Von Studenten erfundene Kleidung funktioniert Tag und Nacht. Eine spezielle Tarnung führt die KI in die Irre, wenn sie Bilder von Kameras im sichtbaren Licht und im Infrarot analysiert. Tagsüber ist es ein einfaches Muster auf der Kleidung, und nachts ist es eine wärmeerzeugende Verdrahtung auf der Kleidung, die ebenfalls auf bestimmte Weise angebracht wird.
Laut den Entwicklern von InvisDefense strebten sie zwei gegensätzliche Ziele an. Einerseits hat die Überwachung von Menschen ein solches Ausmaß erreicht, dass jegliche Privatsphäre wie Rauch dahinschmilzt. Andererseits gibt es Schlupflöcher in Sicherheitssystemen, die Angreifer für illegale Zwecke nutzen können. Offensichtlich sollten InvisDefense-Kleidung und andere ähnliche Lösungen den Betrieb des Strafverfolgungssystems nicht beeinträchtigen, können jedoch die Erhebung von Daten über Bürger im Interesse des Handels oder von Einzelpersonen stoppen.

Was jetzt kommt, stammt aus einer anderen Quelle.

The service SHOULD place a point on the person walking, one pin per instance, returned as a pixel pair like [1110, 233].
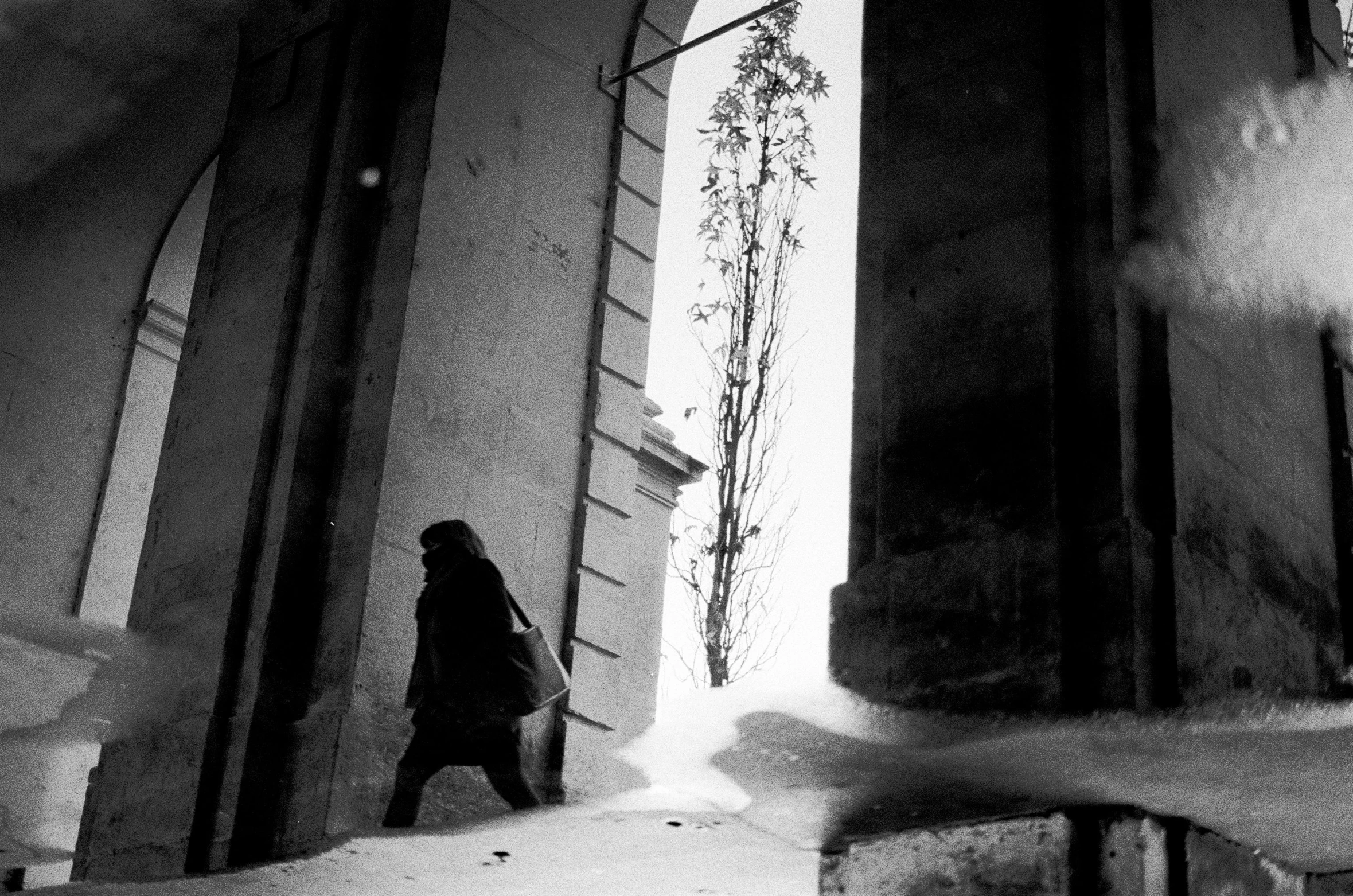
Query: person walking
[465, 619]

InvisDefense-Kleidung wurde von Studenten auf einem Universitäts-Campus-Tracking-System getestet. Die Erkennungsgenauigkeit verringerte sich um 57 %. Das ist ein gutes Ergebnis, das noch verbessert werden kann. Aber auch in dieser Form ist InvisDefense-Kleidung brauchbar, da sind sich die Entwickler sicher und hoffen, den Verkauf zu einem Preis von 500 Yuan pro Set (71 US-Dollar) organisieren zu können. In Zukunft will die Gruppe eine ähnliche Tarnung für Objekte und Fahrzeuge entwickeln und darüber nachdenken, wie Satellitenortungssysteme getäuscht werden können.